Each expense is provided as a dictionary with string keys and values, for example:
{"expense_id":"001","trip_id":"001","amount_usd":"49.99","expense_type":"client_hosting","vendor_type":"restaurant","vendor_name":"Outback Roadhouse"}
Implement:
evaluate_rules(rules, expenses) -> result
Requirements:
-
Evaluate both expense-level and trip-level policies.
-
Choose a return type that clearly reports which expenses or trips violated which rules.
-
Support multiple violations for the same expense or trip.
-
Design the rule representation so it can be extended later and created through an API.

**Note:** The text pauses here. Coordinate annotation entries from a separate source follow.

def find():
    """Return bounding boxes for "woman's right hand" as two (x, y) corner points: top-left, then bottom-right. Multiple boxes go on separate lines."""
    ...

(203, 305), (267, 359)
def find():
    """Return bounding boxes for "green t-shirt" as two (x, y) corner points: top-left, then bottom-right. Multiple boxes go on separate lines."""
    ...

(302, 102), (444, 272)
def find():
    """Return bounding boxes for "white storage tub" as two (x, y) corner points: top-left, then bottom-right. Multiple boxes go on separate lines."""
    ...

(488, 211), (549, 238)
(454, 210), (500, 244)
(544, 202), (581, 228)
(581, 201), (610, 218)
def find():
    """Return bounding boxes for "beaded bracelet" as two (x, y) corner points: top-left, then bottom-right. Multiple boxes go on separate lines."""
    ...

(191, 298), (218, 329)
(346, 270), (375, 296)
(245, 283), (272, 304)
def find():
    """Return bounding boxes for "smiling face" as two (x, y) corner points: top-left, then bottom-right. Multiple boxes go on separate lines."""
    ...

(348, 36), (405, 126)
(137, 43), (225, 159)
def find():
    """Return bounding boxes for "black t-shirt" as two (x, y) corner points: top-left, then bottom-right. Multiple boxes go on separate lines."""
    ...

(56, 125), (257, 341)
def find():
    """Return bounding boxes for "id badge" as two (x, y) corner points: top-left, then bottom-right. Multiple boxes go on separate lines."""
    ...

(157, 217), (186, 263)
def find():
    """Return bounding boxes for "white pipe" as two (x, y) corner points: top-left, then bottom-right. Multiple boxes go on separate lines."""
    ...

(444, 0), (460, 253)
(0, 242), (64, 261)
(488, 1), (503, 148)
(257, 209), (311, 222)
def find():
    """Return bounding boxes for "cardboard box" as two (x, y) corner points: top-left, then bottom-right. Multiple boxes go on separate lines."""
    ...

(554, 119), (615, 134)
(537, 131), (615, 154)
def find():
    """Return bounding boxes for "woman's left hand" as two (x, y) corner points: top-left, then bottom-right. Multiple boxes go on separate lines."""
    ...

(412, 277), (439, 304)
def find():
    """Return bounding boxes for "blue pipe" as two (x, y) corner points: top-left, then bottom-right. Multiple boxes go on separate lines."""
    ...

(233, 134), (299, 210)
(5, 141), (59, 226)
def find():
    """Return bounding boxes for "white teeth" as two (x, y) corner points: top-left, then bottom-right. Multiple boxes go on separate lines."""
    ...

Initially support these rules:
-
No restaurant expense may exceed
$75
when
vendor_type == "restaurant"
.
-
No airfare expenses when
expense_type == "airfare"
.
-
No entertainment expenses when
expense_type == "entertainment"
.
-
No single expense may exceed
$250
.
-
The total amount for a trip may not exceed
$2000
.
-
Total meal expenses for a trip may not exceed
$200
.
Then extend the design to support composite rules built from simpler predicates:
-
(vendor_type == "restaurant") AND (expense_type == "meals") AND (amount_usd > 50)
-
((expense_type == "entertainment") AND (amount_usd > 100)) OR (expense_type == "client_hosting")
-
(amount_usd > 100) AND NOT (vendor_name == "Staples")
Assume some predicates may be expensive to evaluate, including ones that require database access. Explain and, if time permits, implement practical optimizations for rule evaluation, such as short-circuiting, predicate ordering, caching, or pre-aggregation.